E assim foi feito. Cumprido o percurso entre o Jardim de Alá e a rodoviária velha, perto da Baixa do Sapateiro, nem banho deu para tomar e os meninos jogaram-se nas camas, pedindo um refresco. Ninguém dormiu bem aquela noite. Mas estou certo que ninguém dormiu (se é que dormiram) tão mal quanto qualquer um dos dois. No dia seguinte, ninguém se atreveu a sugerir qualquer passeio a não ser aquele até a farmácia mais próxima, na tentativa de remediar o irremediável.
E assim foram os dois dias seguintes, quando o máximo que deu para conhecer da Bahia foram aquelas ruazinhas sinuosas, apertadas, sujas e cheirando a xixi no entorno da velha rodoviária soteropolitana.

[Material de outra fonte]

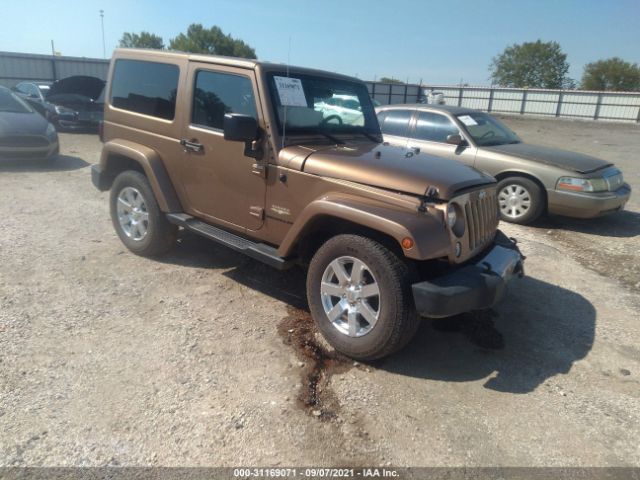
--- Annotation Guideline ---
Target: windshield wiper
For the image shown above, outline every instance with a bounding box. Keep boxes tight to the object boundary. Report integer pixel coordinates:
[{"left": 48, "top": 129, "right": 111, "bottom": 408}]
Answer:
[
  {"left": 317, "top": 128, "right": 344, "bottom": 145},
  {"left": 358, "top": 129, "right": 380, "bottom": 143}
]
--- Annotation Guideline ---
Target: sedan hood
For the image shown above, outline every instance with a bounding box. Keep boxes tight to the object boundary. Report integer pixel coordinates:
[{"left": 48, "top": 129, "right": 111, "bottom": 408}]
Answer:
[
  {"left": 47, "top": 75, "right": 105, "bottom": 100},
  {"left": 481, "top": 143, "right": 612, "bottom": 173},
  {"left": 0, "top": 112, "right": 49, "bottom": 138},
  {"left": 279, "top": 143, "right": 495, "bottom": 200}
]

Claro que valeu a pena o passeio. Conhecemos depois o Elevador Lacerda – o Bolinha ficou horrorizado porque uma inocente barata voou nele dentro da cabine do elevador -,o Pelorinho, o Mercado Modelo, o Bonfim e outros tesouros da capital baiana. Aprendemos muito por lá mas principalmente aprendemos a respeitar o sol baiano.

4 comentários:

Anônimo disse...
Este comentário foi removido pelo autor.
Bosco disse...

Ney, que gostoso ler a narrativa de suas lembrancas baianas... Espero que venham outras... Ney, vou aproveitar o "gancho" em sua narrativa e, lembrar de um bailinho, nao lembro de quem era a casa, no Joao Ramalho. Lah pelas tantas, acharam voce e a Cata namorando em um corredor entre a casa e o muro. O que chamou a atencao da gente, nao foi nenhuma atitude comprometedora, nao. Foi sim, tentar entender como eh que coube um casal, em espaco onde mal cabia um dos amantes, sozinho... O amor nao respeita regras; nem as da Fisica. Dois corpos ocupam o mesmo lugar no espaco, sim senhor! Abracao!

Nei Souza disse...

Pois é, Bosquinho. Não lembro dessa festa citada por você, mas posso confirmar que quem morava no João Ramalho era eu. Quanto ao fenômeno físico lembrado por você em seu comentário, nada mais é do que a prova cabal de algo que hoje temos certeza: o amor faz milagres... até fisicos.
Em tempo: peço aos brothers citados em minhas "lembranças baianas" que corrijam-me em alguns detalhes que eventualmente a memória possa ter me traído.
Abração a todos, mas continuo sentindo a falta da presença de mais gente nesse espaço. E aí Gilsão... e aí Blue Eyes... e aí Presidenta... e aí Bolinha... (já citado diversas vezes); cadê vocês? Estamos saudosos!

Anônimo disse...

Pois é Nei...lembro-me perfeitamente daqueles tempos em Salvador...o ano foi 1972!
Em 76 retornei pra lá com o Rafael
para o congresso de reorganização da UNE...tempos "brabos" e os mílicos não estavam afim de perder o poder.Mas voltando para 72...uma das cenas que de vez em quando me volta é o Décio com o violão tocando e cantando Rocky Raccoon dos Four Fabs..do you remember?